Bei Milch- und Milchprodukten können die Schweizer Biobauern den einheimischen Markt abdecken, ebenso bei Fleisch und Eiern. Auch beim Gemüse hat die biologische Inlandproduktion einen hohen Anteil von 18 %, auf dem Markt macht der Anteil von Biogemüse sogar 21 % aus. Die Differenz ist nicht alles Import, da wertmässig Bio teurer ist. Vor allem im Winter wird Gemüse aus südlichen Ländern importiert. Die Schweiz ist kein Getreideproduktionsland, dort besteht deshalb der grösste Bedarf an Importen; dies sowohl bei biologischem Brotgetreide wie auch bei Futtergetreide. Die Eigenversorgung ist beim Kernobst (Äpfel) sehr gut, teilweise auch bei den Kirschen. Anderes Steinobst wie Pflaumen, Pfirsiche und Aprikosen wird im grösseren Massstab importiert.  Alles, was nicht in der Schweiz produziert werden kann, wird in grossen Mengen in biologischer Qualität aus dem Ausland eingeführt: Südfrüchte, exotische Gemüse und Beeren, Kakao und Kaffee, Oliven, Hülsenfrüchte oder Nüsse. Viel eingeführt werden auch Bioweine, in zunehmenden Mengen auch aus europäischen Spitzenlagen in Frankreich, Italien, Spanien und Deutschland.

 

Das FiBL in Frick steht im kommenden Jahr vor grossen Ausbauplänen. Macht sich hier auch der Trend zu mehr Bio bemerkbar?

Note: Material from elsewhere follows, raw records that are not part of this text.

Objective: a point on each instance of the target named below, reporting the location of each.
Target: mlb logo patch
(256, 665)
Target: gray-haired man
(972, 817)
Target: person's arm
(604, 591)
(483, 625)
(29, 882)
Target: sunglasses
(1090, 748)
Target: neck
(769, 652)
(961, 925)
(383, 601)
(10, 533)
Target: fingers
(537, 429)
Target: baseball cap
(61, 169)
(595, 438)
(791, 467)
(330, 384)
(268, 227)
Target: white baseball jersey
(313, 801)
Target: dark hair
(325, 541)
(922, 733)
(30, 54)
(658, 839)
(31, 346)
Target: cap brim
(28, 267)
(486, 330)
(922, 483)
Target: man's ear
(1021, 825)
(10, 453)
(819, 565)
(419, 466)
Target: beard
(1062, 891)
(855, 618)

Selbstverständlich wird das FiBL wichtiger, wenn der Bioanbau und der Biokonsum weiter wachsen. Das Wachstum des FiBL hat aber damit zu tun, dass wir bekannt sind, dass wir von anderen Forschungsinstitutionen als Partner für Projektanträge gesucht sind und dass wir immer wieder mit neue Ideen Geldgeber begeistern können. Auf das FiBL als private Stiftung wartet niemand, das heisst, wir müssen überdurchschnittlich gut sein, müssen sehr unternehmerisch auf die Geldsuche gehen und öffentliche Ämter, private Stiftungen, die Lebensmittelindustrie und die Biobauern überzeugen, dass unsere Forschung und Beratung das Geld wert sind. Krass ist das zum Beispiel bei EU-Projekten. Jedes Jahr schreiben wir 10 bis 15 Forschungsanträge, um fünf bis sechs bewilligt zu kriegen. Das ist zwar eine hohe Erfolgsquote, aber jeder Antrag erfordert mehrere Monate Arbeit, man verschleisst also viele Ressourcen. Noch schwieriger ist die Finanzierung einer Produkteentwicklung, zum Beispiel eines natürlich Pflanzenextraktes, das Kulturpflanzen vor Krankheitsbefall schützt. Selbst wenn von 3000 Extrakten 10 eine gute Wirksamkeit haben, dauert es noch ewig, bis alle Studien zur Umweltverträglichkeit oder zur Unbedenklichkeit für Menschen und Tiere gemacht sind. Wenn man dann mal so weit ist, dass alle Tests bestanden sind, muss die Natursubstanz dann noch in ein handelsfähiges Spritzmittel formuliert werden. 

 

Wer profitiert von dem Ausbau?

In erster Linie das FiBL. Wir können dank einer sehr modernen Forschungsinfrastruktur schweizerisch und europäische in der oberen Liga der Agrarforschung mitspielen. Und wir sind eine attraktives Aus- und Weiterbildungszentrum. Daneben werden noch mehr hochwertige Stellen in Frick geschaffen. Und schlussendlich soll das lokale Gewerbe bauen und einrichten können.

 

Was bedeutet für Sie persönlich Bio?

In unserem Haushalt in Frick finden Sie nur biologische Lebensmittel. Auch meine vier erwachsenen Kinder mit ihren sechs Buben essen und leben Bio. Auch am FiBL ist unser Restaurant ganz auf frisch und Bio ausgerichtet. Da ich viel reise, kann ich das leider nicht konsequent durchziehen, aber es gibt mittlerweile in viele guten Restaurants auf der ganzen Welt einzelne Bioprodukte auf der Speisekarte. Ich verwickle Küchenchefs und Personal gerne in Gespräche über Bio und motiviere sie, mehr zu tun. Doch ich mach es nicht nur dem Bauch zuliebe. Wir müssen ja eine umwelt- und tierfreundlichere Landwirtschaft entwickeln und da passt der Biolandbau perfekt rein.